К утру Голицыны и Измайловы заполонили дом, молодой князь Иван Иванович Воротынский везде себя чувствовал лишним. Мать готовилась к поминальному столу как к празднеству.

На следующий день, двадцать шестого июля, боярина князя Ивана Алексеевича Воротынского погребли со всеми почестями, достойными его сана, титула и богатства. Но поминать его будут ещё целых три года.

Лето подходило к концу. Последние дни августа начинали забирать всё, что можно забрать: тепло, солнечный свет, ясные дни.

Везде давно вызрел урожай. Впервые он вызрел и на Дону, хотя человека, который этому способствовал вначале, ругали все от мала до велика.

По возвращении от Чигирина осенью 1678 года генерал-порутчик Григорий Косагов стал укреплять крепости, что заложил в предыдущие годы от Каланчинских башен и вплоть до Изюма, породив новый Изюмский шлях. Если бы казаки узнали, что это личная инициатива Косагова, а никак не царя, они бы давно побросали эти городки, не говоря о том, что не стали заниматься подвозом и постоянно их укреплять. Было поставлено восемь крепостей. Весной 1670 года казаки, думая, что выполняют царский указ, впервые вспахали целину. Говоря, что гарнизоны надо кормить, Косагов заставил — невиданное дело — казаков посеять хлеб. Ранее это считалось большим грехом. Казак мог ловить рыбу, немного огородничать, но в основном должен был жить с того, что взял на саблю. Это первый урожай, который превзошёл все ожидания. Для гарнизонов, крепостей Косагов не взял и трети, остальное оставив жителям столицы. С того зима намечалась сытная, и бабы-казачки уже молились за царя и царёва окольничего генерал-порутчика Григория Косагова. А войсковые атаманы Фрол Минаев и Михаил Самаренин преподнесли Косагову золотое оружие, подарили скакуна с седлом.

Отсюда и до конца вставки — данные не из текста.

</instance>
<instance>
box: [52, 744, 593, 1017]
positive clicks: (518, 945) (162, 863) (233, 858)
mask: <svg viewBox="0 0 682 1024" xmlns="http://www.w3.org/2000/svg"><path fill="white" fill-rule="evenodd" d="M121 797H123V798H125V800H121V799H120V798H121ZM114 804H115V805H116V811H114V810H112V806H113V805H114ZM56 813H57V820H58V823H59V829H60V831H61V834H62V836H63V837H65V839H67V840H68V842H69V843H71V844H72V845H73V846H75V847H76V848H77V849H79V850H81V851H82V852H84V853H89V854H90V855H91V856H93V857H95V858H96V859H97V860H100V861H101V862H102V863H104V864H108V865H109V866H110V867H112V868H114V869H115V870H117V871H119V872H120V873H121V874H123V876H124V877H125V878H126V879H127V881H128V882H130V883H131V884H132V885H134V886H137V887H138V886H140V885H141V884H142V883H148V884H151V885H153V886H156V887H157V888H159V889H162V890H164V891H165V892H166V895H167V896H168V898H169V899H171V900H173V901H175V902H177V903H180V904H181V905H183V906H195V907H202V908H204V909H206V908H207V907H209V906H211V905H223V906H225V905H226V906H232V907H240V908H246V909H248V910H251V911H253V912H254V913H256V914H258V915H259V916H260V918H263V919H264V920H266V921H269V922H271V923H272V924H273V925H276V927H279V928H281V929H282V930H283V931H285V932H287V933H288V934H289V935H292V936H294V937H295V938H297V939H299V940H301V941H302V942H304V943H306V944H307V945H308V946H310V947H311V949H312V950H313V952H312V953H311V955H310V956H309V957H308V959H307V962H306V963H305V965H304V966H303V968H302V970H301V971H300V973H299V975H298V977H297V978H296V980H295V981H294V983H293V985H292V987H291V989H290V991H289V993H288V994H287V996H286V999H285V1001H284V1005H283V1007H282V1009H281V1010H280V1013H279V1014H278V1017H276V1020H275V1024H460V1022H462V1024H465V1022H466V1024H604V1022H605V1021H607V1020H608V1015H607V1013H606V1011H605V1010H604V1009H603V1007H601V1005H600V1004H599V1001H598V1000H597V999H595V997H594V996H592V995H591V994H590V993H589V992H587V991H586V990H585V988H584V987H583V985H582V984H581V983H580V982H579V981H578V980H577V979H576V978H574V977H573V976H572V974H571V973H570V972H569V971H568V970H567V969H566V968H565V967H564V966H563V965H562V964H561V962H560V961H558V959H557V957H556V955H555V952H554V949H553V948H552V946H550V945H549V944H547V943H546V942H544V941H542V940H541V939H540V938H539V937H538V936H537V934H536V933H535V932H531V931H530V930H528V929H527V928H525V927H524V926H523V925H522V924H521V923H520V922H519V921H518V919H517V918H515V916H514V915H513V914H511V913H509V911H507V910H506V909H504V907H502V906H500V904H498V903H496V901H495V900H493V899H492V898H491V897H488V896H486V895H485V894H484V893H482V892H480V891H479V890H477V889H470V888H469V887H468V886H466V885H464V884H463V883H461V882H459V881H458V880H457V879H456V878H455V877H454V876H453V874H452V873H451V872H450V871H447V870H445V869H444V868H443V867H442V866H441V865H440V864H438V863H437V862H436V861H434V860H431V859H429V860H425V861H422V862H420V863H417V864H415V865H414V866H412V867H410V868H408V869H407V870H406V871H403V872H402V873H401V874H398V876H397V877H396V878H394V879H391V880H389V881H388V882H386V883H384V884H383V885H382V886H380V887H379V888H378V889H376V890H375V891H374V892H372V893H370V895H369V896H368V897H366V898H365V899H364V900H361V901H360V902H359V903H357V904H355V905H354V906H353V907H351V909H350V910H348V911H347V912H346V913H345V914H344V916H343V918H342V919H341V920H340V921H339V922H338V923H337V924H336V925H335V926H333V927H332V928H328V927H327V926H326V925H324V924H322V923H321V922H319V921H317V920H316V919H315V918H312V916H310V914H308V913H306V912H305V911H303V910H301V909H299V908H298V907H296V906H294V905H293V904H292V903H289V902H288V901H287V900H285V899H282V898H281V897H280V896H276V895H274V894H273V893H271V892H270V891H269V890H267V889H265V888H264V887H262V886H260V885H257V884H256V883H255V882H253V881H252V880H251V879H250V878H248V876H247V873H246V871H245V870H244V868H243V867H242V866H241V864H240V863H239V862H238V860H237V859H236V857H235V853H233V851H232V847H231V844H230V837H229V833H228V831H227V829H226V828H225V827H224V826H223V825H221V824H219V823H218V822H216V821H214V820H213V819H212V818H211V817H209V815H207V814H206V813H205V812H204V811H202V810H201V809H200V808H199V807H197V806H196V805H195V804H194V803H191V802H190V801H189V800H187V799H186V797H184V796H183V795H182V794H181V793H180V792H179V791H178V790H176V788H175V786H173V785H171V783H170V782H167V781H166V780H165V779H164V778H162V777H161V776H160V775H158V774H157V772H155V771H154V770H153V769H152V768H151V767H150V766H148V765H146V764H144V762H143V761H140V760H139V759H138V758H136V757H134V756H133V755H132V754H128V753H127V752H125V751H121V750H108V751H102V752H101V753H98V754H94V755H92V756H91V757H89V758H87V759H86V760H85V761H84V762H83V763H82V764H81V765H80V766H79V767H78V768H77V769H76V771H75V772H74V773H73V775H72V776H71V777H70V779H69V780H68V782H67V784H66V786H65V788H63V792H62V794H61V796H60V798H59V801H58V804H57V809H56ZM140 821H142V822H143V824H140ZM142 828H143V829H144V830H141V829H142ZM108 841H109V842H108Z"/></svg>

С тех пор как стало очевидным, что Русь с Турцией мир заключит в любом случае, в Москву пожаловало несколько посольств: из Цесарии, Франции, Польши. Все требовали своего. Польша хотела заключения вечного мира с Русью, не когда-нибудь, а сейчас, чтобы удержать те несколько городов Украины, что остались за ней. Посол Франции герцог де Невиль часто встречался с князем Василием Голицыным, потому переговоры с Польшей откладывались. Русские послы Даудов и Тяпкин отсутствовали, пришлось из Пскова вызвать бывшего главу Посольского приказа старика боярина Ордын-Нащокина. Под его руководством заключили странный договор с Цесарией, по которому в случае продолжения войны с Турцией империя выступит против Порты в обмен на русскую помощь против Швеции.

Обозлённые таким договором Милославский, Одоевский и Голицын в начале октября прогнали Ордын-Нащокина обратно в Псков. Затем был снят глава Посольского приказа дьяк Ларион Иванов и на его место поставлен Никита Иванович Одоевский. Но и это не решило проблемы.

Польские послы паны Бростовский и Глинский, вместо вечного мира, стали настаивать на продолжении войны с Турцией, объявив, что их король разорвёт мир с султаном, если царь обяжется соединить свои войска с польскими и давать королю ежегодно на военные издержки по крайней мере двести тысяч рублей. Дума не согласилась на последнее условие, и дело отложили.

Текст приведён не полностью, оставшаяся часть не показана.